Ein Jahr lang haben sich die Studierenden wissenschaftliche Hintergründe angeeignet, Fälschungen von Originalfiguren unterschieden, Texte geschrieben und sich Gedanken über Beleuchtung, Farben und Gestaltung ihrer Schaukästen gemacht. Das Ergebnis ist seit Oktober im Martin-von-Wagner-Museum zu bestaunen – und die drei Studentinnen sind sichtlich stolz darauf.

Gefälschte Terrakotten entlarvt

„Ich denke, aus dem anfänglichen Chaos konnten wir etwas ganz Ansehnliches schaffen“, freut sich Anna-Lena Schuster. Zunächst standen die Studierenden und ihr Dozent Dr. Jochen Griesbach nämlich vor einer völlig ungeordneten Sammlung im Museumsmagazin, vor Dutzenden von Kartons mit Terrakottafiguren aus dem Nachlass des Ägyptenkenners Friedrich Gütte (1928-1997).

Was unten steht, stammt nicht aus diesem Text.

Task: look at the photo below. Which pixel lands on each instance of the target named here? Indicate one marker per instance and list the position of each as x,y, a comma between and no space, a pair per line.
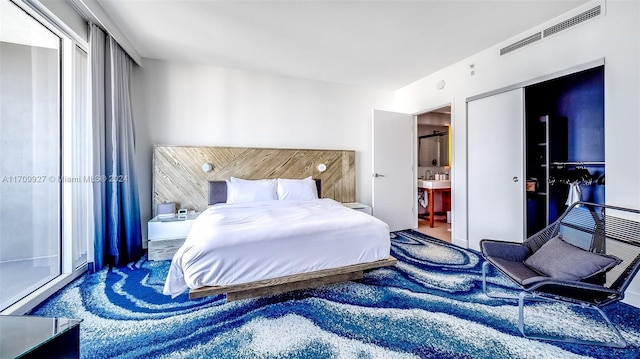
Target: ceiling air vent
589,14
518,44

Welche Figuren sind echt, wo waren Fälscher am Werk? Dieser Frage widmete sich die 26-jährige Archäologiestudentin Schuster von da an schwerpunktmäßig – und musste die Kriterien zur Unterscheidung größtenteils selbst erarbeiten. Denn die Tonfiguren der griechisch-römischen Zeit sind kaum erforscht und es gibt nur wenig Literatur über sie.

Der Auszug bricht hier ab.